Giese and Miranda Kersten, New Mexico State University’s Integrated Pest Management Program manager, received a Research to Grassroots grant from the Western Sustainable Agriculture Research and Education program to discern and document how that connection can be made.

“The grant is designed to promote putting cover crops in vineyards, and specifically, more native plants that can encourage pollinators and other beneficial insect populations,” Kersten said.

The area in vineyards ripe for cover crops are the row middles, areas often cultivated or sprayed with herbicides to be kept clear, or covered by weeds that are periodically mowed down. Cover-cropping those strips can have a plethora of benefits, Giese and Kersten said.

Cover crops help prevent soil erosion in high winds and floods. They keep dust down in the vineyards. They increase soil organic matter and can help with weed management by outcompeting weed species. The can help control nematodes that are often a problem in sandy soils. They reduce soil temperature in the row middles and make for a better working platform for vehicles or workers.

They may also improve the wine itself.

“Some of the recent research is documenting and quantifying the effect of cover crops on the soil microbiome that might be transmitted to the grapes and consequently to the wine,” Giese said. “Also I think wine consumers, by and large, want to see grapes and wine produced in an environmentally sensitive manner.”

Gill Giese and grower
Gill Giese checks in with a vineyard manager.

With the Western SARE grant, the team planted a cover crop mix in a New Mexico State University research vineyard and three commercial vineyards in the spring but saw all those efforts fail.

“The seeds just didn’t germinate,” Giese said. “These were good growers, too, so we’re pretty sure the mix was not suited to our conditions .”

They switched suppliers and planted two vineyards in southern New Mexico this fall. Those plants benefitted from later-than-usual rainfall and were coming up.

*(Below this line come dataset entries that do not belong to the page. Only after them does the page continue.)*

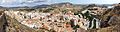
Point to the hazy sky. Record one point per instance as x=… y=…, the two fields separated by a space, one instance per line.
x=12 y=3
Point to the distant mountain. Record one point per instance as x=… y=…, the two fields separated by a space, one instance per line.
x=65 y=4
x=41 y=6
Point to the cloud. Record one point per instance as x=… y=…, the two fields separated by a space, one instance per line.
x=8 y=2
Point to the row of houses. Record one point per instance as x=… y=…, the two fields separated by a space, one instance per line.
x=58 y=22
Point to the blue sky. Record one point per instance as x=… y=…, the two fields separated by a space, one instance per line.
x=14 y=3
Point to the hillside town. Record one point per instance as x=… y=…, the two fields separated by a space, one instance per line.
x=61 y=18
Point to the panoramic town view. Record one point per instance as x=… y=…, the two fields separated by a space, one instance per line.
x=59 y=15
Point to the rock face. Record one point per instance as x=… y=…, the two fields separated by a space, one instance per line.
x=2 y=21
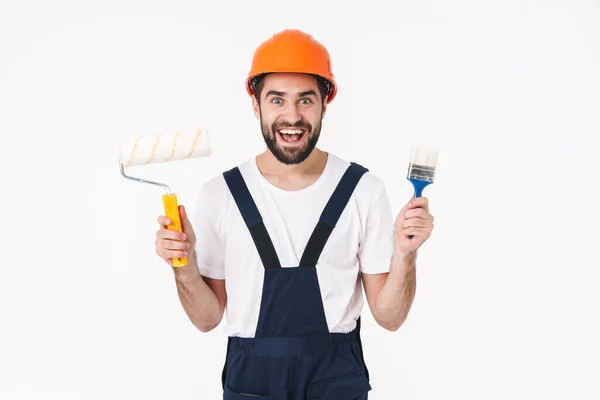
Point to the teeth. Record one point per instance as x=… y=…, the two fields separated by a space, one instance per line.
x=291 y=131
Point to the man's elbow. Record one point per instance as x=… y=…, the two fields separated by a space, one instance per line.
x=205 y=328
x=391 y=325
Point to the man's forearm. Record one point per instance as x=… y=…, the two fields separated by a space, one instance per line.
x=397 y=293
x=198 y=300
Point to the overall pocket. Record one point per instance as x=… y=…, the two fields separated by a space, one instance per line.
x=347 y=387
x=229 y=394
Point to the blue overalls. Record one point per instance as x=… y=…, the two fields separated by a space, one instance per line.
x=293 y=356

“We’re confident it’ll get established now so it’ll thrive over the winter and flower in the spring,” Giese said. “We’ll survey  the flowering plants and monitor their progress in the spring and collect data to correlate that with the number and species of pollinators that visit.”

Two potential concerns for growers are water use and cost, but the economics of wine production may help overcome both.

“Grapes use significantly less water than some of our other major crops like alfalfa, pecans or even cotton, so they are looking attractive to growers,” Giese said. “Especially given the high economic potential of wine.”

Whether those economics justify the cost of planting the pollinator-attracting cover crop mix is one element being examined in the research.

Flowering cover crop plants
A flowering cover-crop mix.

“The mix we just planted was $75 a pound, and you apply about 10 pounds per acre,” Kersten said. “That’s pretty pricey. So maybe we’ll identify a few plants from the mix that work well and aren’t as expensive, or maybe we can look at more traditional cover crops and promote those initially and introduce the idea of pollinator habitat as something you build up to.”

One benefit both Kersten and Giese see for growers with the pollinator-attracting mix is the aesthetics of having a colorful, flowering mix of plants in their vineyard rows.

“Most wine growers in the state are self-distributing their wine or they’re selling at a tasting room,” Giese said. “And they know that having an attractive  area before visitors get to the tasing room adds to the customer experience. That’s an unquantified aspect of cover crops but I think a valuable one that growers – especially growers hand-selling wine – very much appreciate.”